Excess heat at Kobe and Tohoku had similar output values, with the same level of power and energy were obtained in their reproduction.

In summary, anomalous heat (more than several MJ/mol-H(D)). was observed for all the samples at elevated temperature, except for the Pd-only nanoparticales.

Tatsumi Hioki presented XRD and XAFS Analyses for Metal Nanocomposites Used in
Anomalous Heat Effect Experiments
who also presented results on the 16 collaborative experiments performed. The three samples that did not show excess heat, he said were manufactured at a different location than the other 13 samples that did show excess heat. One of the samples provided 25x excess power at 250-350 degrees.

Hioki says the Pd single element nano particel are not good, and did not provide excess.
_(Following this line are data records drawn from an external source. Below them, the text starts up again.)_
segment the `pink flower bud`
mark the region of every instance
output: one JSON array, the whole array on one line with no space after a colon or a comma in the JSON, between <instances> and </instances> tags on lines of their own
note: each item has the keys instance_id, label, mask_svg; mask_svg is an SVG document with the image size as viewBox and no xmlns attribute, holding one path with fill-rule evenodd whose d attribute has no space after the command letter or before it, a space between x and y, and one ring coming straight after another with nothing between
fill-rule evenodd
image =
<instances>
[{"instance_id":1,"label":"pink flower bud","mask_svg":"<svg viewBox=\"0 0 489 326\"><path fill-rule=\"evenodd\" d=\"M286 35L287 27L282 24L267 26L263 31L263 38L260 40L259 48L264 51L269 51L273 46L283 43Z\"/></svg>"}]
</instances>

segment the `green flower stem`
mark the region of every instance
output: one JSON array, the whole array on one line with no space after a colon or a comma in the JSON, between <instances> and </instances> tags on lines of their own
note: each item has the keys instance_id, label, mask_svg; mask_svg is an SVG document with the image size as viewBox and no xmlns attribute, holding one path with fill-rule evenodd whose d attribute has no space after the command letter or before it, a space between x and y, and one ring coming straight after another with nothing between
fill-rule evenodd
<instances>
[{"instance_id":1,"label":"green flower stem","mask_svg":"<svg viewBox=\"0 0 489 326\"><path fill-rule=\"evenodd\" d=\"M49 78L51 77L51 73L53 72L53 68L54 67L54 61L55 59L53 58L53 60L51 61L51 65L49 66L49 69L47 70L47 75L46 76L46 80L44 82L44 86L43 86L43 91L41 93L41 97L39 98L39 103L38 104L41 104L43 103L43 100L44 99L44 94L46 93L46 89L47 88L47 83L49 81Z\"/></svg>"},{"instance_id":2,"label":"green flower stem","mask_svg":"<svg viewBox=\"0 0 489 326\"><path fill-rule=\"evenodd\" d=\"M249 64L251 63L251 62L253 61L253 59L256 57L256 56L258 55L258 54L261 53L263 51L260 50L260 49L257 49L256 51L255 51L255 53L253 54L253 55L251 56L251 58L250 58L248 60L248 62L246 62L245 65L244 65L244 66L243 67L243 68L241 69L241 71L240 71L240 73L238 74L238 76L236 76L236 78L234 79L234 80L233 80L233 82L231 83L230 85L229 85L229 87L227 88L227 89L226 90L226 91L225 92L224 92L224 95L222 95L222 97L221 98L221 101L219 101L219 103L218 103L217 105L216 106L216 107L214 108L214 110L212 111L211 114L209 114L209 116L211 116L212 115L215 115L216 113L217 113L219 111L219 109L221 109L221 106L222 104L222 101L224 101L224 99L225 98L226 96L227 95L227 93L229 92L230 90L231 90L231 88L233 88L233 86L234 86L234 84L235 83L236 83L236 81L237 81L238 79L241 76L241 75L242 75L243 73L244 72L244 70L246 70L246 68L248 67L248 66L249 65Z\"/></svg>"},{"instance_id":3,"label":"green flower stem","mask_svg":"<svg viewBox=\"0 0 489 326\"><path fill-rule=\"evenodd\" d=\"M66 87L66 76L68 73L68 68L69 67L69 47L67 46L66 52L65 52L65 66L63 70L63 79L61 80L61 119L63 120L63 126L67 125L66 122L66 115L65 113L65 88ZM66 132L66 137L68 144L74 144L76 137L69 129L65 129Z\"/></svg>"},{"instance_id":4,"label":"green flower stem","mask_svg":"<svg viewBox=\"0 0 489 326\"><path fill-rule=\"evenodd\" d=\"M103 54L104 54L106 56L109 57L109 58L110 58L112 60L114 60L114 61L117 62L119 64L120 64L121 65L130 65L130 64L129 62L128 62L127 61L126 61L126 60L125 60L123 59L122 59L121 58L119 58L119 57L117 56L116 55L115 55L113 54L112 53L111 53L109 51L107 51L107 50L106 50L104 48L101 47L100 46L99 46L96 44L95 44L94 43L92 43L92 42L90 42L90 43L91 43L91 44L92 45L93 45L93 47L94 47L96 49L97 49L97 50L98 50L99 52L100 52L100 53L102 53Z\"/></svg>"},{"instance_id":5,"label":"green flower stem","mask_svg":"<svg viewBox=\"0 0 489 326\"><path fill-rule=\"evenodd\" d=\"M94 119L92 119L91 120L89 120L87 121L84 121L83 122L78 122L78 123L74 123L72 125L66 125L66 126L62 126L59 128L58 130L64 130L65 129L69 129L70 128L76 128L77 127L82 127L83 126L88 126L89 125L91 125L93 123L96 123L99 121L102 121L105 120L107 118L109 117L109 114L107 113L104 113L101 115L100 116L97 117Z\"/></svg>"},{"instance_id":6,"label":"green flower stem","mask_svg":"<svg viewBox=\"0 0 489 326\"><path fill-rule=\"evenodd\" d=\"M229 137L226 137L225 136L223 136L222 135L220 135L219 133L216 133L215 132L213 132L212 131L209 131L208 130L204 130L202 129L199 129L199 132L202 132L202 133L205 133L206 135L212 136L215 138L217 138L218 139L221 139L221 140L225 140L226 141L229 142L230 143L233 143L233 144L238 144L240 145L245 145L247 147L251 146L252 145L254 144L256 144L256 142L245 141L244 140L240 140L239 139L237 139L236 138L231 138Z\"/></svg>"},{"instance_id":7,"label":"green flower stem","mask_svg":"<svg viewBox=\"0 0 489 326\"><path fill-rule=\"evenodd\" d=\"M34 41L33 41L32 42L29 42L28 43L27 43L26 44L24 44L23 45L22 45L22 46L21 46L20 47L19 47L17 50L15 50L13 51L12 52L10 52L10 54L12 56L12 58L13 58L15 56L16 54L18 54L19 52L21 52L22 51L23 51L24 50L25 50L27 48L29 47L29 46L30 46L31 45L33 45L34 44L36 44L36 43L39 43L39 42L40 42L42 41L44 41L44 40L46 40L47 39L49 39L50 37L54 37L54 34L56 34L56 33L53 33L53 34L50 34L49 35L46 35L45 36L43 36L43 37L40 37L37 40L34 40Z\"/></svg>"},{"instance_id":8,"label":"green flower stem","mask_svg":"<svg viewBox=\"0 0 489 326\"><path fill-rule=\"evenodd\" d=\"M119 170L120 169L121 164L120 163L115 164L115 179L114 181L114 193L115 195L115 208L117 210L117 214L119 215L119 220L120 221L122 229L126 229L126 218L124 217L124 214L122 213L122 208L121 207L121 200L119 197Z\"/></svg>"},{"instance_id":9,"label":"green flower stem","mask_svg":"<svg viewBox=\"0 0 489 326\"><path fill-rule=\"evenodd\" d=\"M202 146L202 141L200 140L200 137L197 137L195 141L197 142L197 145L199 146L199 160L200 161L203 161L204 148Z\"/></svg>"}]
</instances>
Ni based alloy nano particles fared much better. “Matrix oxide” either ZrO2 or SiO2 was good to use at temperatures of 150-400 degrees C.

He described succeeding in loading nano palladium into zeoloite pores. For one sample, excess heat was over 10 Watts, and maxed at 65 Watts, lasting for 45 days.

For the ZPZ6 sample the nickel to palladium ratio was 10:1. He showed how temperature makes the various phase changes of PNZ6. “Abundant vacancy formation and a high flux hydrogen migration on the surface of Ni based alloy nano particle may enhance the probability of the 4-body H or D fusion reaction as proposed by Akito Takahashi”, says Hioki.

A short break and then Sunwon Park led the first Theory session by introducing Peter Hagelstein and his presentation on Phonon-Mediated Excitation Transfer Involving Nuclear Excitation.

“Is there anything happening in the phonon space that you can actually see?”, asks Hagelstein. “Yes”, he responds, “with excitation transitions”.

He can interpret of energetic nuclear products in low-level nuclear emission from F&P experiment as due to excitation transfer. Also, there are many excitation transfers while maintaining coherence leads to energy exchange.

We have scheduled Hagelstein for a podcast interview this summer, and we’ll get more on this in layman’s terms then. (I hope!)

Science “light” (not) continued with Vladimir Vysottski who discussed Using the Method of Coherent Correlated States for Realization of Nuclear Interaction of Slow Particles with Crystals and Molecules. These theories are highly-mathematical and contain ideas from quantum mechanics such as superposition states and tunneling. Coherent correlated states are thought to allow the tunneling effect to occur, and a reaction to take place. I would suggest readers listen to Vysottski’s podcast and hear what he is talking about yourself.

Continuing on the theory tip was Anthony Zuppero and Thomas Dolan presenting Electron Quasiparticle Catalysis of Nuclear Reactions. He predicated his presentation by saying “this is work done outside of LENR, but contains information of interest to the LENR community”.

Taking two particles, each has a potential. At some point when they are a particular distance, they begin to couple, and an “big” electron is ejected out of the system leaving the reactant in a low-energy state. This mainstream research was published in 2011.

There was a lot more from Zuppero and I have planned a podcast for this summer with these authors to get the lowdown in layman’s terms, so look for that then.

The final paper on theory was given by Norman Cook on The “Renaissance” in Nuclear Physics:
Low-Energy Nuclear Reactions and Transmutations
. He started with his Conclusion and worked backwards saying “a new level of spatial detail concerning nuclear structure has become possible” called NLEFT. This is based on work done by Ulf Meissner, et al.
Conventional Lattice QCD is not the same as NLEFT by Meissner, for was awarded the Lise Metner Prize in Nuclear Physics for theoretical work in 2016. New discoveries are incompatible with the Bohr interpretation of QM.

After that, my head was spinning. I wasn’t able to get much video or audio, but I made a lot of contacts for future podcasts to be conducted this summer, and boy do we have line-up. All the scientists are having some drinks and conversation now, and getting ready for tomorrow’s presentations on Heat, Transmutions, Theory, and Rydberg Matter.